PKK, BDP`ye bile güvenmiyor

PKK`nın ve BDP`nin buna cevabı ne oldu peki?

PKK, şiddeti tırmandırarak Ergenekoncu-ulusalcı güç odaklarının değirmenine su taşıdı. "Demokratik açılım" sürecinden tıpkı Ergenekoncular-ulusalcılar gibi ciddi rahatsızlık duydu. BDP ise PKK`nın bu siyasetinin çok kötü bir biçimde taşıyıcısı oldu. Bugün BDP liderinin ağzından da bir kez daha öğrenmiş olmaktayız ki, silah bırakma meselesinde PKK liderliği kendisinden başka muhatap kabul edilmesine itiraz ediyor. BDP`ye de bu yetkiyi vermiyor. Çünkü PKK, kendisinin bizzat atadığı siyasetçilere bile güvenmiyor. Konudan sapmamak için Demirtaş`ın sözlerine dönüyorum tekrar, şöyle diyor: "Hükümet, silah bırakma ve ateşkes konularını bizimle görüşemez. Başbakan`ın bizden istediği karar ve irade silahla ilgiliyse, bunu başka yerle görüşecek." (Taraf, 10 Nisan 2012)Hemen aklınıza gelen soruyu ben sormuş olayım: Bu durumda BDP ne işe yarar? BDP`yi hangi konuda muhatap almak gerekil"? Demirtaş`a kulak verelim: "Başbakan, Kürt sorununu konuşmak istiyorsa BDP`yle her şeyi konuşabilir. Anadilde eğitimi, yeni anayasayı, anayasal vatandaşlığı, yasal değişiklikleri her şeyi konuşabilir." İyi de Kürt meselesinin çözümü veya Kürt vatandaşlarımızın haklı talepleri için BDP niye muhatap alınsın ki? BDP sözünü ettiği konulan gerçekleştirmek için kurulmuş bir parti ise eğer bunları demokratik yöntemlerle, sözgelimi anayasa ve yasa değişiklikleriyle uygulama alanına koyar. Bu talepler için PKK`nın silahlarına da ihtiyaç hissetmez. Eğer bu meselede BDP hiçbir fonksiyon icra edemeyecek bir konumdaysa, o zaman bu BDP hiç bir işe yaramıyor /yaramayacak demektir. BDP işine gelince örgütün partisi olarak çalışıyor, işine gelmeyince örgütün siyasi uzantısı olmadığını söylüyor. Örgütün silahlanın kendi siyasal varlıklarının da sigortası olarak gören bu anlayış, BDP`yi yasal-siyasal bir aktör olmaktan uzaklaştırıyor. Doğru oturup doğru konuşalım: PKK`nın silahları olmazsa BDP ne işe yarar?

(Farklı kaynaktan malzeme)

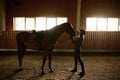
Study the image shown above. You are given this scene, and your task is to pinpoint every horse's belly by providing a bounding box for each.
[25,42,40,50]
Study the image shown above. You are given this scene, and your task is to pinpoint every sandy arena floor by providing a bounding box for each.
[0,52,120,80]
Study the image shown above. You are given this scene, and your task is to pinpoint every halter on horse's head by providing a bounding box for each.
[64,22,75,38]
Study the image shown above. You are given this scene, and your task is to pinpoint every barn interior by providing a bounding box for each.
[0,0,120,80]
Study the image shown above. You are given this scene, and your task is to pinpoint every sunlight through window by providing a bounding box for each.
[86,18,120,31]
[26,18,35,30]
[47,18,56,29]
[108,18,118,31]
[36,17,46,30]
[86,18,96,31]
[13,17,67,31]
[13,17,25,30]
[57,17,67,25]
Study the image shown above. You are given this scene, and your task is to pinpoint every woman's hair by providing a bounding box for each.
[80,29,85,35]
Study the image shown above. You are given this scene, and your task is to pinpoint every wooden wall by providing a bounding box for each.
[80,0,120,29]
[0,31,120,50]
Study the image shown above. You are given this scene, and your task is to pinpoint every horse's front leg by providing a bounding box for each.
[41,55,47,75]
[48,52,53,72]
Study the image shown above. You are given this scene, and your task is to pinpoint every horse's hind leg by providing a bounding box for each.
[48,53,53,72]
[41,55,47,75]
[78,52,85,77]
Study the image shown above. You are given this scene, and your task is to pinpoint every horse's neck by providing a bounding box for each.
[48,26,65,41]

O zaman hükümet niye güvensin?

Kürt vatandaşlarımızın taleplerini PKK veya BDP ile pazarlık konusu etmek her şeyden önce demokratik değildir. BDP ile asıl konuşulması gereken konu, dağdakilerin düz ovaya indirilmesi ve silahların ebediyen toprağa gömülmesi konusudur. BDP kendini bu konuda "yetkisiz" görüyorsa o zaman kimse kusura bakmasın bu haliyle BDP`yi siyasi bir aktör olarak muhatap almak havanda su dövmekten farksızdır. Bu siyasi bir müzakere olmaktan çıkar başka bir şeye dönüşür. Bunun apaçık adı, silah marifetiyle siyasal sonuç devşirmeye kalkışmaktır. Bakınız PKK`nın partisi var mı? Var: BDP Mecliste bu partinin grubu var. Belediye başkanların var. Niye onların siyaset yapmalarına izin vermiyorsun?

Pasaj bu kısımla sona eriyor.